In a kind of another practical application scene of load-balancing method based on CPU-GPU provided by the present application, such as Fig. 6 and Shown in Fig. 7, after using the second query statement to execute respectively to data to be checked for 80,000,000 row data and 1.4 hundred million row data Result, wherein the second query statement are as follows: select count (*) from (select tbl1.attr1 from tbl1 Join tbl2 on tbl1.attr1=tbl2.attr1), since second query statement is attended operation, flowing water Line number amount is more than first query statement.In Fig. 6 it can be seen that under 80,000,000 row data, when cpu load is 2, GPU is When loading 7, system a length of minimum value T when executingmin=1361 milliseconds.In Fig. 7 it can be seen that under 1.4 hundred million row data, when When cpu load is 7, when GPU load is 18, system a length of minimum value T when executingmin=3488 milliseconds, system performance is best, with 80,000,000 row data are inquired under second query statement and 1.4 hundred million row data are undertaken the system all loaded by GPU respectively and held 1750 milliseconds of row duration improve about 22% and 28% compared with 4845 milliseconds, using the system performance after load sharing policy, Wherein, (GPU undertakes the corresponding system of system execution duration-load sharing policy all loaded and holds 22%=when 80,000,000 row Row length)/(GPU undertakes the system all loaded and executes duration when 80,000,000 row)=(1750 milliseconds -1361 milliseconds)/1750 milli Second;GPU undertakes the system all loaded and executes the corresponding system execution of duration-load sharing policy when hundred million row of 28%=1.4 It is long)/(GPU undertakes the system all loaded and executes duration when 1.4 row)=(4845 milliseconds -3488 milliseconds)/4845 milliseconds.
According to the another aspect of the application, a kind of non-volatile memory medium is additionally provided, being stored thereon with computer can Reading instruction when the computer-readable instruction can be executed by processor, realizes the processor as above-mentioned based on CPU-GPU Load-balancing method.
According to the another aspect of the application, a kind of equipment is additionally provided, wherein comprising:
One or more processors;
Non-volatile memory medium, for storing one or more computer-readable instructions,
When one or more of computer-readable instructions are executed by one or more of processors, so that one Or multiple processors realize such as the above-mentioned load-balancing method based on CPU-GPU
Here, the detailed content of each embodiment of the equipment, for details, reference can be made to the one kind executed in the equipment to be based on The corresponding part of the embodiment of the method for the load-balancing method of CPU-GPU, here, repeating no more.
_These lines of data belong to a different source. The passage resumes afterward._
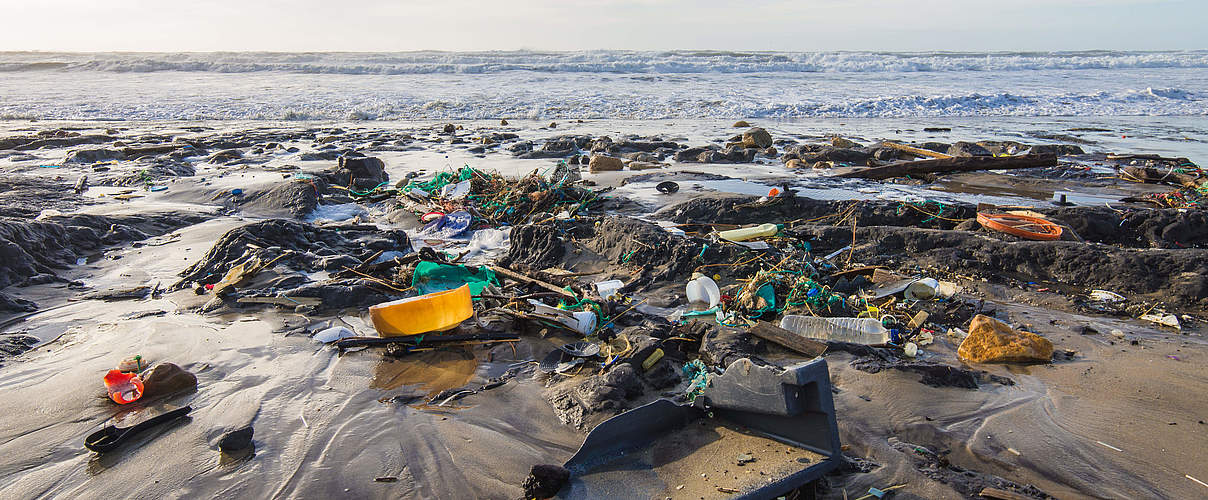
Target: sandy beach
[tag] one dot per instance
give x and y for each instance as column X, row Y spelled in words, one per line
column 115, row 266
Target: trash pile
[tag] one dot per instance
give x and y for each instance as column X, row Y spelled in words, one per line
column 452, row 202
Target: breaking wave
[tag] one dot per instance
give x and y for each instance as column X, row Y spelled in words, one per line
column 604, row 62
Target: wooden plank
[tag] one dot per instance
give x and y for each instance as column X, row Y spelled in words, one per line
column 280, row 301
column 916, row 151
column 788, row 339
column 939, row 166
column 1162, row 175
column 520, row 277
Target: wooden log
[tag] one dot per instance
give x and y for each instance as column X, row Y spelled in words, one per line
column 788, row 339
column 520, row 277
column 1160, row 175
column 280, row 301
column 939, row 166
column 916, row 151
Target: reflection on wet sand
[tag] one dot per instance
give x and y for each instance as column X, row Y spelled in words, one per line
column 431, row 371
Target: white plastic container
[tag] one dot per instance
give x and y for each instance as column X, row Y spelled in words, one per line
column 744, row 233
column 703, row 289
column 854, row 330
column 608, row 289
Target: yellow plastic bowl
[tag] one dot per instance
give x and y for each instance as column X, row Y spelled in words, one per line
column 427, row 313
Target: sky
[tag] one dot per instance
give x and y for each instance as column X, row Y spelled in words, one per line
column 170, row 25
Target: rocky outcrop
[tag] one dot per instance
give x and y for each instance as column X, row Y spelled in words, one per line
column 756, row 138
column 359, row 170
column 605, row 163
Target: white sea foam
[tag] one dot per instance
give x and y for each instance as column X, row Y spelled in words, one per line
column 599, row 85
column 617, row 62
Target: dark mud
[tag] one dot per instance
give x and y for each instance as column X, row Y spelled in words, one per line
column 33, row 249
column 967, row 482
column 887, row 234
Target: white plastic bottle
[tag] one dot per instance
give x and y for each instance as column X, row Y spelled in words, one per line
column 744, row 233
column 854, row 330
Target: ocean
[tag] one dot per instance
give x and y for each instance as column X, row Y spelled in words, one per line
column 594, row 85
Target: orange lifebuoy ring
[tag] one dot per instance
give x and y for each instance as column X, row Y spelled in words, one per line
column 1021, row 226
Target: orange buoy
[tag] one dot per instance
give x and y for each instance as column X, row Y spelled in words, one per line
column 425, row 313
column 1021, row 226
column 123, row 388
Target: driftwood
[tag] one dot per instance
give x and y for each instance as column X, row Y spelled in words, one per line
column 916, row 151
column 520, row 277
column 939, row 166
column 425, row 341
column 788, row 339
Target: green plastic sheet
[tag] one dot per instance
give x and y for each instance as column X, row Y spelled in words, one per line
column 433, row 277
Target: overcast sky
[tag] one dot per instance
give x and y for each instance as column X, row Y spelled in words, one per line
column 580, row 24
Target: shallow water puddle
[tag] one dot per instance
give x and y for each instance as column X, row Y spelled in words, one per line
column 431, row 371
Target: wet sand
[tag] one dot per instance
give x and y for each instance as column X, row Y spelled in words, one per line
column 329, row 424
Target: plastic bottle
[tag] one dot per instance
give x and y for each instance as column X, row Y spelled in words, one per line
column 854, row 330
column 744, row 233
column 123, row 388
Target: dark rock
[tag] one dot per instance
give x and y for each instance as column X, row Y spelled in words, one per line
column 721, row 347
column 968, row 149
column 756, row 138
column 545, row 481
column 663, row 375
column 812, row 153
column 689, row 155
column 166, row 379
column 93, row 156
column 737, row 153
column 521, row 147
column 236, row 440
column 12, row 344
column 884, row 153
column 634, row 146
column 288, row 198
column 225, row 156
column 10, row 303
column 361, row 172
column 1056, row 149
In conclusion the application is made by constructing assembly line query execution model on CPU-GPU heterogeneous database system CPU-GPU isomeric data analysis system can support the query analysis under big data scene;Determine the total of pending assembly line Quantity;Start the assembly line query execution model to distribute the corresponding assembly line of the total quantity to the CPU and institute It states on GPU, and the execution duration of the assembly line according to the determining single on the CPU and the GPU respectively, calculates all The corresponding system of load sharing policy execute duration;All systems are finally executed to the minimum value pair in duration The load sharing policy answered is determined as best CPU-GPU allocation strategy, and the load based on CPU-GPU isomeric data analysis system is equal Weighing apparatus strategy can reasonable distribution assembly line be loaded to different processor, make full use of processor computing resource, not only improve system Performance, moreover it is possible to make system reach overall performance best.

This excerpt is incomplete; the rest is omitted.